Les orthodoxes ukrainiens se tournent vers le patriarcat de Kiev

En Ukraine, deux Églises orthodoxes se disputent les paroisses
L’une historique affiliée à Moscou et l’autre indépendante fondée en 1992 à Kiev. Les tensions politiques entre les deux pays alimentent les rivalités entre les deux Églises.

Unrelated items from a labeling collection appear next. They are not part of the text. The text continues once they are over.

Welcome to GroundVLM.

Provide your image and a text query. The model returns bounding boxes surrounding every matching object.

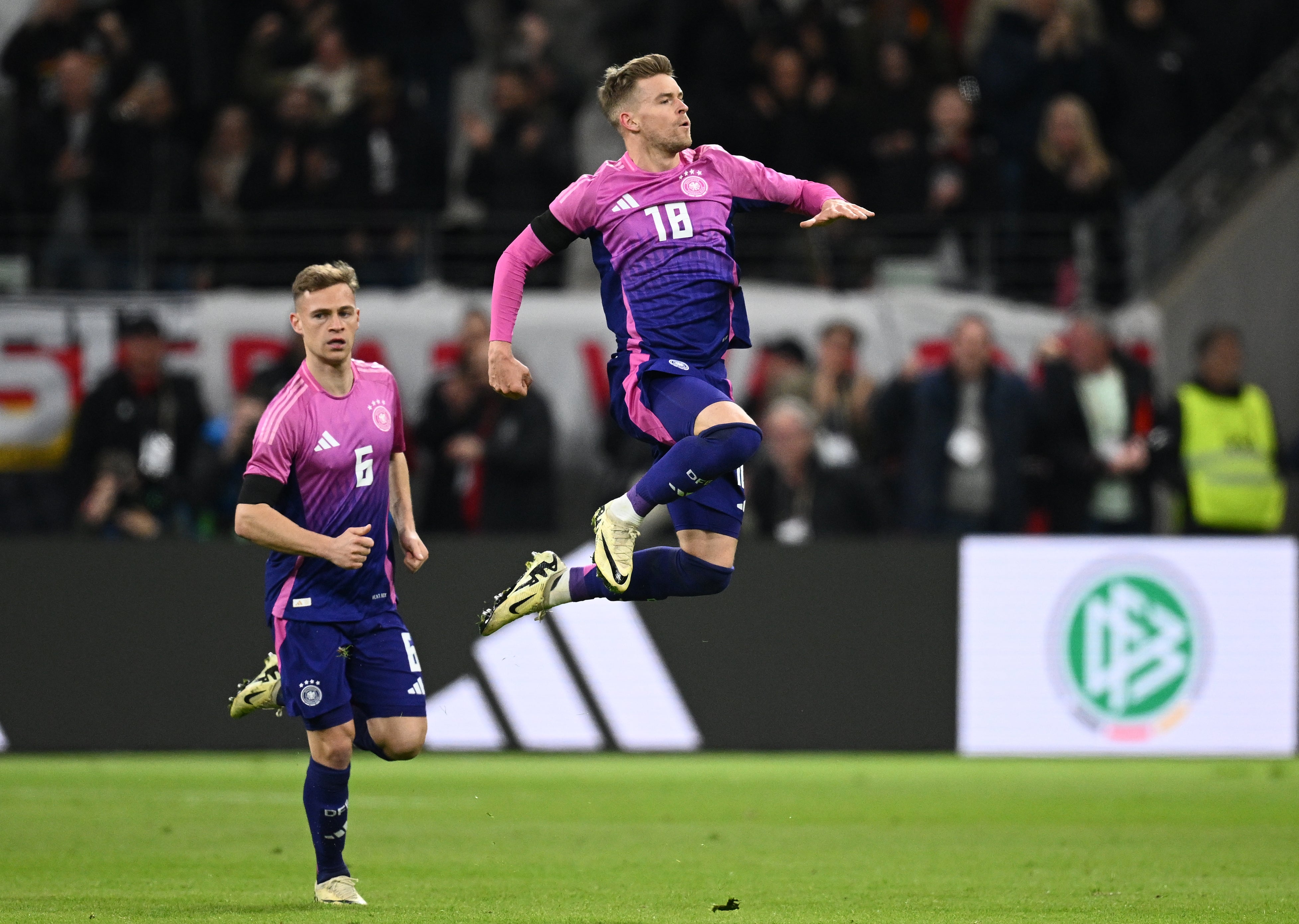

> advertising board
[957,537,1296,755]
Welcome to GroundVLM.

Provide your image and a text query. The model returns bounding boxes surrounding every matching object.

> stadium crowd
[0,304,1278,544]
[0,0,1299,297]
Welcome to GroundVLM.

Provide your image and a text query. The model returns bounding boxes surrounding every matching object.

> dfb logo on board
[1048,557,1209,742]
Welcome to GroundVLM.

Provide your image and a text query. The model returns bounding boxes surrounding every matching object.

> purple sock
[569,546,735,603]
[627,424,763,516]
[303,760,352,882]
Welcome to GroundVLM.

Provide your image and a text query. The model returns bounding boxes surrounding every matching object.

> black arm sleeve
[238,474,284,507]
[531,209,577,253]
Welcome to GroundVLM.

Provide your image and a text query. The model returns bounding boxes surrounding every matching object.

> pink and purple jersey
[246,360,405,623]
[492,144,839,368]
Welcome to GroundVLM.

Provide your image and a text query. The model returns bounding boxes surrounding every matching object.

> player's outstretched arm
[388,452,429,573]
[799,199,876,227]
[235,502,374,570]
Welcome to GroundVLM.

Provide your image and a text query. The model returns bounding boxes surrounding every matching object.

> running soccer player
[478,55,873,635]
[231,263,429,904]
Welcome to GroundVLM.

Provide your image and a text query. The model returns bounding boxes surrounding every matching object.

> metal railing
[0,212,1124,304]
[1128,37,1299,294]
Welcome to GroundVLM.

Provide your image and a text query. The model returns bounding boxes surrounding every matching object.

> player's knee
[312,734,352,769]
[699,424,763,468]
[681,552,735,597]
[383,737,423,760]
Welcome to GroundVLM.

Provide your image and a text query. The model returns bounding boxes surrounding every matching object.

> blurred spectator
[248,86,338,209]
[978,0,1104,205]
[199,105,253,227]
[751,48,835,177]
[925,83,1000,214]
[239,0,336,105]
[335,57,446,286]
[67,317,207,539]
[20,51,122,289]
[336,57,447,212]
[1024,95,1122,308]
[1040,313,1155,533]
[961,0,1101,66]
[868,351,925,527]
[840,0,956,87]
[747,337,812,418]
[417,310,555,531]
[812,321,876,452]
[464,69,573,218]
[1109,0,1203,192]
[113,67,197,217]
[746,398,882,544]
[907,314,1030,533]
[0,0,136,113]
[203,335,307,529]
[805,170,879,291]
[348,0,474,138]
[292,29,357,121]
[1151,325,1286,533]
[865,42,929,214]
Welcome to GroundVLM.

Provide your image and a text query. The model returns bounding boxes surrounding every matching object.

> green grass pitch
[0,754,1299,924]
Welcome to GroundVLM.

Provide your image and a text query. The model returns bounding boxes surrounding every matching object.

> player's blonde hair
[293,260,361,301]
[596,55,676,129]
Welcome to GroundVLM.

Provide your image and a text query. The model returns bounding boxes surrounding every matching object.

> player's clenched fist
[325,525,374,570]
[487,340,533,400]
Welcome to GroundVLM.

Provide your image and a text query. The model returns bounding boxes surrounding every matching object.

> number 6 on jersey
[355,446,374,487]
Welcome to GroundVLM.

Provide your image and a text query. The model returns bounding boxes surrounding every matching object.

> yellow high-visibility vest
[1177,382,1286,533]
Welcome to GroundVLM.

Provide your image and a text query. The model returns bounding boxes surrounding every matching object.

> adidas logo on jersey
[316,430,338,452]
[613,192,640,212]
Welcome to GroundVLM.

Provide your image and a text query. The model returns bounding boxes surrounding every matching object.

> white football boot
[478,552,568,635]
[591,504,640,594]
[316,876,365,904]
[230,651,280,719]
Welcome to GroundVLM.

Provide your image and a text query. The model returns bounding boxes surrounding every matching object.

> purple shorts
[275,612,426,732]
[609,352,744,539]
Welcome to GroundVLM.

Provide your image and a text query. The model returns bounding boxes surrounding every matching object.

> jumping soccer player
[231,263,429,904]
[478,55,873,635]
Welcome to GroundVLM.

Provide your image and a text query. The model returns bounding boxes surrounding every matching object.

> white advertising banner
[956,537,1299,755]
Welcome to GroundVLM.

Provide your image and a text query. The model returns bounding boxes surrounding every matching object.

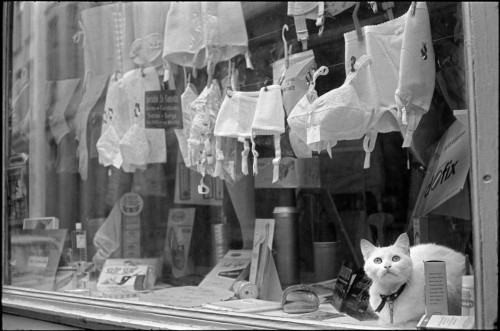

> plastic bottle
[71,223,87,263]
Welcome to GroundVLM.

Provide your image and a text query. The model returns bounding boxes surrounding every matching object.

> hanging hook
[352,2,363,41]
[351,56,356,72]
[312,66,329,85]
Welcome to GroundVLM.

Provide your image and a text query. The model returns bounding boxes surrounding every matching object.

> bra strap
[213,136,224,179]
[241,139,250,175]
[273,133,281,183]
[251,134,259,176]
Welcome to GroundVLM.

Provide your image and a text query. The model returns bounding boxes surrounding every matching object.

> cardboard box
[417,315,475,330]
[104,258,163,278]
[198,250,252,291]
[424,261,448,315]
[23,217,59,230]
[97,261,156,291]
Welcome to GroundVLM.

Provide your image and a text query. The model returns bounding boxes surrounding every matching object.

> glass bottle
[71,223,87,262]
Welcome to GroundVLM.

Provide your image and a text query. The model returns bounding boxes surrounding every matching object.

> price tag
[307,125,321,145]
[144,90,182,129]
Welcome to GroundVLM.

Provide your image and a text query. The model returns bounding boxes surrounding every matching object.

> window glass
[3,2,474,326]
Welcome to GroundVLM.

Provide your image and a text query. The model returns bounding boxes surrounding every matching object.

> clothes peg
[420,43,427,60]
[382,1,394,20]
[352,2,363,41]
[207,60,215,88]
[351,56,356,72]
[368,1,378,14]
[411,1,417,16]
[316,1,325,37]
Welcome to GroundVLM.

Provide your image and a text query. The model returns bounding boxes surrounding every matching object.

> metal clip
[411,1,417,16]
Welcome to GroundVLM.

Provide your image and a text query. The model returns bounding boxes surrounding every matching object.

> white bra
[288,55,376,168]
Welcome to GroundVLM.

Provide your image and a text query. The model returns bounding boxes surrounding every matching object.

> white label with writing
[28,256,49,268]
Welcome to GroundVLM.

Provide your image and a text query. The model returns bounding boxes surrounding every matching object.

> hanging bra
[174,83,198,168]
[214,91,259,176]
[251,84,285,183]
[96,109,123,169]
[119,104,150,172]
[288,56,374,168]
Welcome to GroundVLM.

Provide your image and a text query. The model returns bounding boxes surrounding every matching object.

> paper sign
[415,121,470,217]
[139,286,234,307]
[145,90,182,129]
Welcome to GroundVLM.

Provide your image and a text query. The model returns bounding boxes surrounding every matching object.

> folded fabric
[163,1,248,68]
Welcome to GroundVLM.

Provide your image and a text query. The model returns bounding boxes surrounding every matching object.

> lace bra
[288,56,374,168]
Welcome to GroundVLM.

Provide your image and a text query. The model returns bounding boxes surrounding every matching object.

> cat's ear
[360,239,376,261]
[394,232,410,253]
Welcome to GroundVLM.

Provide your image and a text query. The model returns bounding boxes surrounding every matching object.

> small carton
[97,264,156,291]
[199,250,252,291]
[417,315,475,330]
[424,261,448,315]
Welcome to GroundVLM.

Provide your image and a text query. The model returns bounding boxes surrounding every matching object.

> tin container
[233,280,259,299]
[273,207,300,288]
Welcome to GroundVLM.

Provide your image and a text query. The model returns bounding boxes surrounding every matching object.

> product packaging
[462,275,475,316]
[97,260,156,291]
[424,261,448,315]
[120,192,144,258]
[199,250,252,290]
[417,315,475,330]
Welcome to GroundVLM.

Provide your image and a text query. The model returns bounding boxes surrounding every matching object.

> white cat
[361,233,465,328]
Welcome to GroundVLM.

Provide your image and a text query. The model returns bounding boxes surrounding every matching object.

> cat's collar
[375,283,406,313]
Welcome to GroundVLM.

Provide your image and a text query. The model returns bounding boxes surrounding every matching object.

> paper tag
[28,255,49,268]
[145,90,182,129]
[307,125,321,145]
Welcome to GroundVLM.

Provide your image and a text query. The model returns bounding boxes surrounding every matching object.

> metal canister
[212,223,229,265]
[233,280,259,299]
[273,207,300,288]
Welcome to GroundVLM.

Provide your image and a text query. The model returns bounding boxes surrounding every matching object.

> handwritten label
[145,90,182,129]
[28,256,49,268]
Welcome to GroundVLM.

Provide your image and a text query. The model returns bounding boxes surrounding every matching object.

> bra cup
[288,84,374,151]
[96,125,121,167]
[120,123,149,166]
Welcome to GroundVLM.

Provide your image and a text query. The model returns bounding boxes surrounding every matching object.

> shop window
[2,2,496,328]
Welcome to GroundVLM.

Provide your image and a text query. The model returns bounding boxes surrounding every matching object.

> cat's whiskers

Photo: © RNS/AP photo/Sergei Chuzavkov

, Kiev, RNS/Protestinter

Le révérend Andriy Lototskiy a peut-être pris la plus difficile décision de sa vie: il a dû choisir entre sa foi et ses fidèles. En 2014, Andriy Lototski prêchait depuis 14 ans dans l’église Saint Volodymyr à Strilche, un petit village dans l’ouest de l’Ukraine. Cet été-là, alors que les séparatistes prorusses de l’est de l’Ukraine cherchaient à s’affranchir du gouvernement central de Kiev, ses paroissiens se sont retournés contre lui et lui ont demandé de remettre les clés de son église. Ils n’avaient rien contre ses prédications. C’était ce qu’il représentait.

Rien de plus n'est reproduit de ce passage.